Five Basic Newborn Screening Tests

Babies can appear healthy at birth while still having an underlying disease. Before discharge from the hospital, your newborn will be tested for any serious medical problems. Newborn screenings allow your physician to detect and treat a health condition quickly. In California, there are five main conditions your baby will be tested for:

  1. Cystic fibrosis: This genetic disease causes the body to produce thick, sticky mucus that builds up and harms important organs. This often leads to lung damage and chronic infections.
  2. Endocrine disorders: These diseases cause the body to make too much or too little hormone. Your baby will be screened for primary congenital hypothyroidism and congenital adrenal hyperplasia.
  3. Hemoglobin disorders: Hemoglobin is a protein in red blood cells that carries oxygen throughout the body. Your newborn will be screened for two main hemoglobin disorders—sickle cell anemia and hemoglobin H disease.
  4. Metabolic disorders: This group of diseases affect the body’s ability to breakdown and use food for growth and repair. Many metabolic problems are caused by missing or impaired enzymes. Phenylketonuria and galactosemia are both metabolic disorders your newborn will be tested for.
  5. Severe combined immunodeficiency: Babies with this type of disorder are born with little to no immune system. Infants may seem healthy at birth but are highly susceptible to developing severe infections. Early detection and treatment can be lifesaving.

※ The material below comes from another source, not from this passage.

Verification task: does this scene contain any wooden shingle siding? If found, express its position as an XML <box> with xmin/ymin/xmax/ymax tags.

How Is Newborn Screening Done?

Your provider will take a small blood sample from your baby’s heel between 12 and 48 hours after he’s born. The blood is placed on a special filter paper and sent to a state-approved laboratory for testing. The blood test is simple and safe. Within a month, you’ll receive the results from the test. Your provider will give you copies of the test request form as proof of completion, including one that goes to your baby’s pediatrician.

Newborn Hearing Screenings

Along with a blood test, your baby’s hearing will be screened. Newborns should ideally have a hearing screening before they leave the hospital or, at the latest, by one month of age. This ensures babies are enrolled in early interventions if they are deaf or have hearing difficulties. Audiologists use two screenings to measure hearing loss. Both are quick, painless and can be done while your baby is asleep.

  1. An automated auditory brainstem response screening plays clicks and tones through earphones in the baby’s ears to measure nerve and brain activity to sound.
  2. An otoacoustic emissions test uses a small probe to measure sound waves in the inner ear.